The programme has a number of strands involving several training providers and organisations so the teaching and support is tailored to our rangatahi. Providers include Mindlab, the specialist education provider that helps tamariki learn to work togeter on digital and robotic projects. (See Education Update in this issue). LTCT is currently leading an initiative to establish a Tuwharetoa Tech Centre by 2020 to host a range of these educational programmes.
LTCT is also establishing a secondary school support programme with Competenz to help rangatahi achieve their Level 2 and 3 qualifications. Following secondary school, there are a range of Trust education grants and scholarships which will help support them as they move into tertiary education at university or polytechnic.

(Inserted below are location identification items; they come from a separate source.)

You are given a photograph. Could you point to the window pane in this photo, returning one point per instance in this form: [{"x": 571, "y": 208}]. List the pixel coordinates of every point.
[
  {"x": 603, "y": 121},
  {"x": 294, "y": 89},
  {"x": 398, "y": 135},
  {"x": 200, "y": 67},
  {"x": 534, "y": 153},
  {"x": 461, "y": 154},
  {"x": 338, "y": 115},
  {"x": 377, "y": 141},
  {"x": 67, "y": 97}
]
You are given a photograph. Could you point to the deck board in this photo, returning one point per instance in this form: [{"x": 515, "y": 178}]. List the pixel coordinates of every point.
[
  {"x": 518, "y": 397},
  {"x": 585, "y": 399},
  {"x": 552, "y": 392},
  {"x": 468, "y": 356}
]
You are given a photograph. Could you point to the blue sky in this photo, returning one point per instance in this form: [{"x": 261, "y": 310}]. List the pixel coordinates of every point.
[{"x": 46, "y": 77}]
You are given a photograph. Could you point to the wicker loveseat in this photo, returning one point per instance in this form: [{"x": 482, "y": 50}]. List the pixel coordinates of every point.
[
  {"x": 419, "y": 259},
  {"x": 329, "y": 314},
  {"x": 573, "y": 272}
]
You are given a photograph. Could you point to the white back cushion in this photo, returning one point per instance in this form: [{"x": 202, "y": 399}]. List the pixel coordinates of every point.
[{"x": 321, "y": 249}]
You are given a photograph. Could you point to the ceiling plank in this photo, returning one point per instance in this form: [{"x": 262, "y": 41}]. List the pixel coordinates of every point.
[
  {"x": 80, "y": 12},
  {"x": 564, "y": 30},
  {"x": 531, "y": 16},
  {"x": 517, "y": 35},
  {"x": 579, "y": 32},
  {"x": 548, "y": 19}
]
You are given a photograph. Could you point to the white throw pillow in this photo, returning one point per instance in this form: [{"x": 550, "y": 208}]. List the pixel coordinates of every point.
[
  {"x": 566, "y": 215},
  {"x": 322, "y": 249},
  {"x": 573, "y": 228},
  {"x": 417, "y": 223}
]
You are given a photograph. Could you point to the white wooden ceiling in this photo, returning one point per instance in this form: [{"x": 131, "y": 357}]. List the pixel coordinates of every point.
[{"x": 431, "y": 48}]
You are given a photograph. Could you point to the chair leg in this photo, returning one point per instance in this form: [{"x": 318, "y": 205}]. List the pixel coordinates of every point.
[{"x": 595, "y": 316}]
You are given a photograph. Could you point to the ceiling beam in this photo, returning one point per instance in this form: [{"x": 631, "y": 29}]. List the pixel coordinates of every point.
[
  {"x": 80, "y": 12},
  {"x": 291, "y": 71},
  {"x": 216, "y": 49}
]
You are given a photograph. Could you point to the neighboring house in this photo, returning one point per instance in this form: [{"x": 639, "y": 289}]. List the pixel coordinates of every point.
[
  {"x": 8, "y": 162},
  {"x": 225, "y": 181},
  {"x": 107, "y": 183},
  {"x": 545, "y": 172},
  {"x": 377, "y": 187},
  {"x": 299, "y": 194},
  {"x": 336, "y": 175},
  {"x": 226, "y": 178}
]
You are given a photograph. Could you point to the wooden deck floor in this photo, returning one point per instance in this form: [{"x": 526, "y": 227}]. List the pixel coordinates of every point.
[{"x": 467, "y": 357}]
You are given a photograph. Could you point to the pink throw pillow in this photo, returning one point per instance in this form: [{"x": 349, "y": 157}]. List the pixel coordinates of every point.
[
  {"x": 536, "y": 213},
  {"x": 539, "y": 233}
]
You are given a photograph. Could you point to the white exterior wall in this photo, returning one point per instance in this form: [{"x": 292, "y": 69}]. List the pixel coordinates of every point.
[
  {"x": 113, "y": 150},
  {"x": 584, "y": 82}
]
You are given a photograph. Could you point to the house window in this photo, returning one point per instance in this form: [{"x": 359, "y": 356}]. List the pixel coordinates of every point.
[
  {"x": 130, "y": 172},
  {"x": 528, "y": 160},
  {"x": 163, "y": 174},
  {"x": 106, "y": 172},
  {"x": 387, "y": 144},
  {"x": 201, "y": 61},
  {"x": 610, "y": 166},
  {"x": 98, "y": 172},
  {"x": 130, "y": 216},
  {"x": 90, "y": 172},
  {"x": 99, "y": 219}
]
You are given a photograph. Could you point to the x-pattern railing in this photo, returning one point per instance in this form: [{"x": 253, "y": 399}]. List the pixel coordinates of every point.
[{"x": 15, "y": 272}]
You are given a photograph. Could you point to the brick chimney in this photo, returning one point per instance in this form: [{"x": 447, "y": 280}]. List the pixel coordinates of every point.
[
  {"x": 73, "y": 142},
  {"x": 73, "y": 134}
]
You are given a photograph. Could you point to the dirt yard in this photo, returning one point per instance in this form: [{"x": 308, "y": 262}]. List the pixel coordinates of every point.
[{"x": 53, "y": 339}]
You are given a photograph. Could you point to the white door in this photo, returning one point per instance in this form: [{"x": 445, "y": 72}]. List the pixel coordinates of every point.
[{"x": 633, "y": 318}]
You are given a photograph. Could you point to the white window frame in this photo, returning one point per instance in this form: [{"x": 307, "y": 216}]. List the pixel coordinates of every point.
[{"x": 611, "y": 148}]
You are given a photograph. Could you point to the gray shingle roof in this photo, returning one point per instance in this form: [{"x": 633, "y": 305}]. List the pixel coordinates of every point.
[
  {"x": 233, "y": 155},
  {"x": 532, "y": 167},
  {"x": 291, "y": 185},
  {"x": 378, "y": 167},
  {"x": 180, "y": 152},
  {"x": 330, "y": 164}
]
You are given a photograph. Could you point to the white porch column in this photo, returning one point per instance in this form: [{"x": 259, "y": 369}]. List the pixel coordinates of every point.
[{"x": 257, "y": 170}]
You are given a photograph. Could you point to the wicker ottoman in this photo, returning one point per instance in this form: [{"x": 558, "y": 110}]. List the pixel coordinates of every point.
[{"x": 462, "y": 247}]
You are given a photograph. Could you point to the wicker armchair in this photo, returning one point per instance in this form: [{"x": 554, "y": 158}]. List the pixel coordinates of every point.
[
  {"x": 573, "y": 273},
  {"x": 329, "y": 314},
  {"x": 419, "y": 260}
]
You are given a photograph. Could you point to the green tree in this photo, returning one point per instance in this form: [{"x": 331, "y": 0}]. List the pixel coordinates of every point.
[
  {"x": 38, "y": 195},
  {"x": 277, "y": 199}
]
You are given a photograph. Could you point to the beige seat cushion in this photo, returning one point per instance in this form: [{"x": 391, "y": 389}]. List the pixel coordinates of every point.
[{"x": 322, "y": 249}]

Ngāti Tuwharetoa has large forestry interests and the Trustees of Lake Taupō and Lake Rotoaira forests are always keen to have their own people working in their forests. He Māhuri Toa will help ensure our rangatahi are well-placed to move into this area.
The three main routes to a forestry career are:
1. University: a four-year degree at the University of Canterbury can lead to management positions in forestry, including establishment and silviculture, harvesting, marketing, forest modelling, planning, GIS, and environmental management.
2. Polytechnic: Six-month, one-year and two-year courses. Particularly at Toi Ohomai in Rotorua, can lead to middle management levels such as operational planning, quality control, supply chain logistics, inventory work, work supervision and mapping.
3. Vocational training: starting as a labourer with silvicultural or harvesting gangs and working your way up through experience remains a valid and successful way of getting involved in the forest industry. Our contractors are often seeking new workers.